FORT RUCKER, Ala. -- Active duty Families with special needs children don’t always get to participate in the same activities as other Families, but Fort Rucker’s Exceptional Family Member Program is looking to change that.

EFMP is in the process of identifying military Families with special needs with the Child and Family Find Campaign during the month of September. Special needs can include physical, intellectual, developmental delays, emotional impairments that require special treatment, therapy, education, and training or counseling needs, said Marion Cornish, post EFMP manager.

“In September, we’re kicking things off with EFMP bowling,” she said. “We’re also going to have a display at the post exchange from Sept. 12-19, which will give parents a chance to get some more information about the program. The bowling is an opportunity for active duty Families with special needs to enjoy themselves and meet other Families like theirs.”

The EFMP “Let’s Roll Bowl” takes place Sept. 19 from 4 to 5 p.m. at Rucker Lanes Bowling Center. Games are free from 4-5 p.m., and will be $1.75 from 5-6:30 p.m. plus a $1.25 shoe rental. Families must register by Sept. 16.

Some other activities will include “Story Time” at the Center Library Sept. 23. No time has been officially set for the event yet. The stories will focus on children with disabilities and the event will also serve to get Families more information about EFMP and to broaden their perspective as to what is a qualifying condition for enrollment, Cornish added.

“Sometimes, Families don’t realize they may be eligible or need to enroll in EFMP,” she said. “For example, if you have a child who has been diagnosed with Attention Deficit Disorder or Attention Deficit Hyperactivity Disorder, they need to be screened for possible enrollment.”

Being part of EFMP can also help Families find and be assigned to posts that are better equipped to deal with their needs.

Enrollment allows the assignment manager at Army personnel agencies to consider the documented medical and special needs of exception Family members in the assignment process. When possible, Soldiers are assigned to an area where the medical and special education needs of their EFM can be met.

This will depend on a valid personnel requirement for the Soldier’s grade, specialty and eligibility for the tour. All Soldiers are still eligible for worldwide assignments.

Having the support and training that comes from being part of EFMP has made some parents’ lives much easier.

“We’ve been in the Army 10 years and with EFMP for nine,” said Kelli Reynoldson, military spouse and mother of a son with special needs. “Being with EFMP can only make your life easier. When you’re about to move and you need to establish a point of contact that understands special needs at the next post, they do a lot of the leg-work for you.”

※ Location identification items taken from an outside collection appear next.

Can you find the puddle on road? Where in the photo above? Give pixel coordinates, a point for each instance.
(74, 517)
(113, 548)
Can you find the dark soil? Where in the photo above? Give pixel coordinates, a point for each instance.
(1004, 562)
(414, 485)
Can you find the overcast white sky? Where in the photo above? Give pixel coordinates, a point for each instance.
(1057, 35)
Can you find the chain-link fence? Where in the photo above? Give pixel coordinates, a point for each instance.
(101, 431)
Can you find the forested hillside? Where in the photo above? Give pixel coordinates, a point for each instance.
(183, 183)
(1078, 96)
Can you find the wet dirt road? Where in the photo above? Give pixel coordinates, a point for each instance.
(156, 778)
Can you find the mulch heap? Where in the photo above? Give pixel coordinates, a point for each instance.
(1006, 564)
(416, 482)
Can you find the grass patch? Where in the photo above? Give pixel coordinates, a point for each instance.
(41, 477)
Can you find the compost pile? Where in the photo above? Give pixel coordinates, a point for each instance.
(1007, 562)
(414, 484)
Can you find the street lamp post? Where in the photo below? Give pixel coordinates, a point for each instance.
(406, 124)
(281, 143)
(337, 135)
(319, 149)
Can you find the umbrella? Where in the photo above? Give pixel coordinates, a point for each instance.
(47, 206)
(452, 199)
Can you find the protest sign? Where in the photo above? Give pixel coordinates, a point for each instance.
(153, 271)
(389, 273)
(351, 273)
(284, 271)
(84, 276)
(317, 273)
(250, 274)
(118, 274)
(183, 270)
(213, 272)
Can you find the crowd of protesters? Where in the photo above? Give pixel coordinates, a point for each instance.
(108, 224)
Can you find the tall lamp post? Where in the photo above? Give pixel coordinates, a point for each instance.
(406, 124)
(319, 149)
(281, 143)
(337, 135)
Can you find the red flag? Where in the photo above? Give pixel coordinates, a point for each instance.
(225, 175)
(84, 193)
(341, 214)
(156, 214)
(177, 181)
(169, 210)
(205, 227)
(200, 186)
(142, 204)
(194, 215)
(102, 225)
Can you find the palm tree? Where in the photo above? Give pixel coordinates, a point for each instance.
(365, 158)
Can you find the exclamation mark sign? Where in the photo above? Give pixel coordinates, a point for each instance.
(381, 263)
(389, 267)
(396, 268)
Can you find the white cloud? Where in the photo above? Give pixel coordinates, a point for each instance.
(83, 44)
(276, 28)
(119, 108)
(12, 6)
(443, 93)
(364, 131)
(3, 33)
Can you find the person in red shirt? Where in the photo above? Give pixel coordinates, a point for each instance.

Reynoldson said meeting other Families with similar situations to her own was also helpful in her four years at Fort Rucker.

“Sometimes you just need to talk with someone who understands what you’re going through,” she said. “If you feel like you have no support or just need a break sometimes, EFMP can open a lot of doors.”

If you are a Soldier with a Family member with a special need or disability, or have knowledge of someone who is disabled or with a special need, contact the EFMP at Lyster Army Health Clinic, 255-7431. Lyster’s EFMP conducts EFM screenings, enrollments, updates and dis-enrollments. According to Amy Regulation 608-75, EFMP requires Soldiers to update EFM enrollment every three years or sooner if services for special needs are no longer required.